怎么样写春游作文(怎么才能写好一篇春游作文)

怎么样写春游作文(怎么才能写好一篇春游作文)

首页大全更新时间:2024-03-15 20:01:05
怎么样写春游作文(怎么才能写好一篇春游作文)

怎么样写春游作文【一】

一个阳光灿烂的早晨,小猪胖胖去朋友家玩。它拿着两根香蕉,津津有味地边走边吃。吃完后,随手把香蕉皮往地上一扔。

大象伯伯看到了,用它的长鼻子抓起了香蕉皮,连忙对小猪说:小猪,你这样做是不对的,如果别人没有看清地上,一脚踩了上去,是会摔跤的。小猪反对道:这有啥关系呢?反正有清洁工会打扫的'。说完,它一边吃着香蕉,一边夸、夸、夸!地迈开大步走了。心想:这大象伯伯真是多管闲事!大象伯伯无奈地摇了摇头,把香蕉皮扔进了垃圾桶。

在路上,胖胖遇上了熊猫乐乐,它很开心,和乐乐一边说笑一边走。突然,乐乐啊!大叫了一声,扑通!狠狠地摔在了地上,原来乐乐光顾着说话,没有留意地上有西瓜皮,一脚踩了上去。乐乐气愤极了,说道:是哪一个不文明的人,随手乱扔果皮的啊?
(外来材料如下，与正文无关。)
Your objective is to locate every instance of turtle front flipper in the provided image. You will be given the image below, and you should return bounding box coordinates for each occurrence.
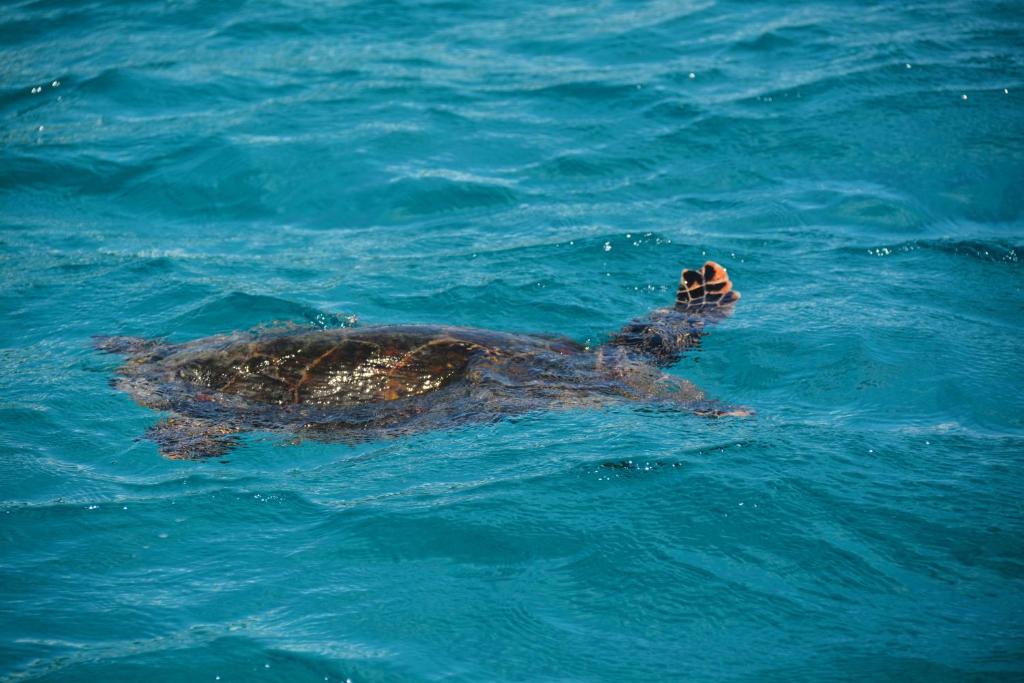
[145,417,240,460]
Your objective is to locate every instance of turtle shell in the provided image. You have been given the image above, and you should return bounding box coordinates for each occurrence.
[165,329,492,407]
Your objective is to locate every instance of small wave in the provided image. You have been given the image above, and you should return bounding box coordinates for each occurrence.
[867,240,1024,263]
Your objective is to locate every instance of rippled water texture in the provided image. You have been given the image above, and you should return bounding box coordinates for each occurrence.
[0,0,1024,683]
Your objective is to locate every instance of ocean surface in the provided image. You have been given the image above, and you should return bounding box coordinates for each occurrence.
[0,0,1024,683]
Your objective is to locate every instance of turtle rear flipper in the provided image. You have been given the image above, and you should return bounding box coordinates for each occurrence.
[145,417,240,460]
[676,261,739,317]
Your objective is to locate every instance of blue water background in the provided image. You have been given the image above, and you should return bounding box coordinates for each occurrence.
[0,0,1024,683]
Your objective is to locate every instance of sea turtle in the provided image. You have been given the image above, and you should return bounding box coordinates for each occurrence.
[96,261,746,459]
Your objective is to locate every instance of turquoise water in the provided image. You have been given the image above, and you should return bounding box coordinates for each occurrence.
[0,0,1024,683]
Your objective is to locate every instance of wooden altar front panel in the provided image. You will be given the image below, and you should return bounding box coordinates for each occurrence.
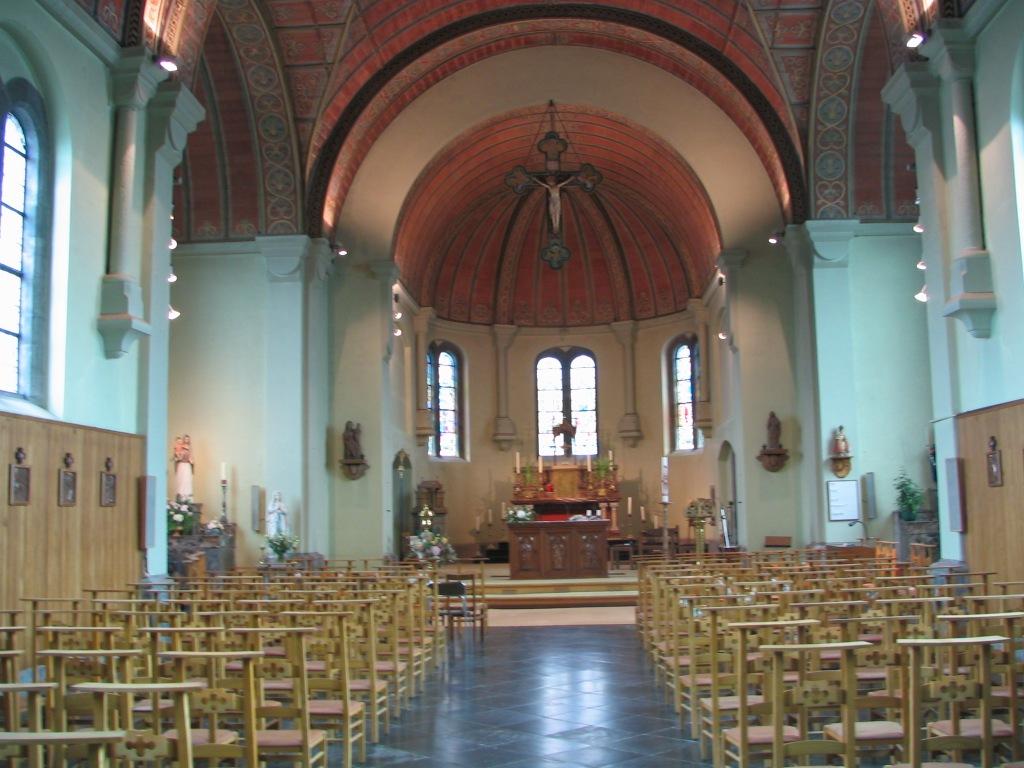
[509,519,610,579]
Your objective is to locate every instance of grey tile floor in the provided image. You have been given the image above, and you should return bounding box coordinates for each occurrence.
[354,626,707,768]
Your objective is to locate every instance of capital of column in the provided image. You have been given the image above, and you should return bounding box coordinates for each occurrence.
[111,46,168,110]
[146,82,206,167]
[882,61,941,147]
[804,219,859,268]
[922,18,975,82]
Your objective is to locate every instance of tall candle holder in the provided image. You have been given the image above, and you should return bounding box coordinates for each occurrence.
[220,477,227,523]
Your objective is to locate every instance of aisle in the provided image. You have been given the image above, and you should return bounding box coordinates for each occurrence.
[367,626,701,768]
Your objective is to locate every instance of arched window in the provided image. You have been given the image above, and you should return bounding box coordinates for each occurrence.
[427,342,463,459]
[669,336,699,451]
[0,80,48,403]
[537,347,597,456]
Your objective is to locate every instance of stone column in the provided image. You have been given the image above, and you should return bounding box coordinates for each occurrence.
[925,19,995,339]
[137,82,204,575]
[610,321,643,447]
[96,48,169,358]
[490,326,519,451]
[882,61,967,560]
[413,307,434,445]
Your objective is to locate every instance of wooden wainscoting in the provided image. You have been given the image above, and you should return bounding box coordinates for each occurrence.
[956,400,1024,581]
[0,414,144,609]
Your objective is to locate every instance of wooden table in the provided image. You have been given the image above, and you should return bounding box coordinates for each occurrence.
[509,519,610,579]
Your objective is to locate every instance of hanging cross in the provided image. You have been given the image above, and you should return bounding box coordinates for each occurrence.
[505,101,603,269]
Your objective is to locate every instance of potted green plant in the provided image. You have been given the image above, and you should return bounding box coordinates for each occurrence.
[893,469,925,522]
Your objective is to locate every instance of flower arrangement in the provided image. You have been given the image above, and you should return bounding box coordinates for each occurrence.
[505,506,537,522]
[409,528,458,563]
[167,496,200,535]
[266,531,299,560]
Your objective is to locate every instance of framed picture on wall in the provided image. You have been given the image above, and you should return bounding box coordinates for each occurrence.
[57,469,78,507]
[7,464,32,507]
[985,437,1002,487]
[99,472,118,507]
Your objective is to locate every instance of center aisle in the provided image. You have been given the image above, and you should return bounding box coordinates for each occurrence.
[366,626,707,768]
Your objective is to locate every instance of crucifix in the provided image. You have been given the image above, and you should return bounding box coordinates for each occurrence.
[505,101,603,269]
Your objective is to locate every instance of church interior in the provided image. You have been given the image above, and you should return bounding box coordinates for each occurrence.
[0,0,1024,768]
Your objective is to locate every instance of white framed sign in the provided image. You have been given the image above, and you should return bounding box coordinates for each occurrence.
[825,480,860,522]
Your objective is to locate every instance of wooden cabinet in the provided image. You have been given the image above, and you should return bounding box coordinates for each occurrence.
[509,519,609,579]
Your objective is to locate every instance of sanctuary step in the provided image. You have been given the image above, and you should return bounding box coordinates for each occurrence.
[484,571,637,608]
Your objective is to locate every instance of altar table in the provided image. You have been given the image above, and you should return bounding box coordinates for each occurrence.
[509,519,610,579]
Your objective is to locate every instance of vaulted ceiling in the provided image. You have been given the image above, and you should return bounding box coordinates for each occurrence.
[77,0,950,325]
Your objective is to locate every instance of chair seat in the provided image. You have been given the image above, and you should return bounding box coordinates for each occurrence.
[822,720,903,741]
[722,725,800,745]
[256,729,327,750]
[700,694,765,712]
[164,728,239,746]
[308,698,362,717]
[928,718,1014,738]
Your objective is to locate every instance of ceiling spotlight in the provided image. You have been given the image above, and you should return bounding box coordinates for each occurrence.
[157,53,178,72]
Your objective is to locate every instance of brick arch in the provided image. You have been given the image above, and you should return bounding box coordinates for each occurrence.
[306,3,808,236]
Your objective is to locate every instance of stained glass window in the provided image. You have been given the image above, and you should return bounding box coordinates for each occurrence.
[427,342,462,459]
[0,114,29,394]
[537,348,597,456]
[670,338,699,451]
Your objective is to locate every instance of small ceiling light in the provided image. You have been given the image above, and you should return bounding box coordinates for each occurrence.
[157,53,178,72]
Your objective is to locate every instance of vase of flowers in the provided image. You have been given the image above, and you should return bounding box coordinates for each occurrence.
[409,528,458,564]
[266,531,299,562]
[167,496,200,536]
[505,504,537,522]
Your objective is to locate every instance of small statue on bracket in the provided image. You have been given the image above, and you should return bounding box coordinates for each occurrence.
[341,421,370,480]
[758,411,790,472]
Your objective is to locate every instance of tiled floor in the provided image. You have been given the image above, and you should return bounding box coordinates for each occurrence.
[354,626,705,768]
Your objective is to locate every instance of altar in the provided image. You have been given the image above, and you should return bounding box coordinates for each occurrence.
[509,518,610,579]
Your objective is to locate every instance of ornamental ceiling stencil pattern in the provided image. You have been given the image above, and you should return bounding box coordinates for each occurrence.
[212,0,302,234]
[810,0,867,219]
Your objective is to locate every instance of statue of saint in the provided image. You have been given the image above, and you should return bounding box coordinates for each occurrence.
[342,421,364,461]
[266,490,288,536]
[174,435,196,499]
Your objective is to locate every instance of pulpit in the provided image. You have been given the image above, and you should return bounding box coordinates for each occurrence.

胖胖想起来自己乱扔香蕉皮被大象伯伯批评的事情,感到非常羞愧。它连忙捡起了地上的西瓜皮,扔进了垃圾桶里,心想:我一定不能做一个不文明的人,要象大象伯伯学习。

怎么样写春游作文【二】

一个阳光灿烂的早晨,小猪胖胖去朋友家玩。它拿着两根香蕉,津津有味地边走边吃。吃完后,随手把香蕉皮往地上一扔。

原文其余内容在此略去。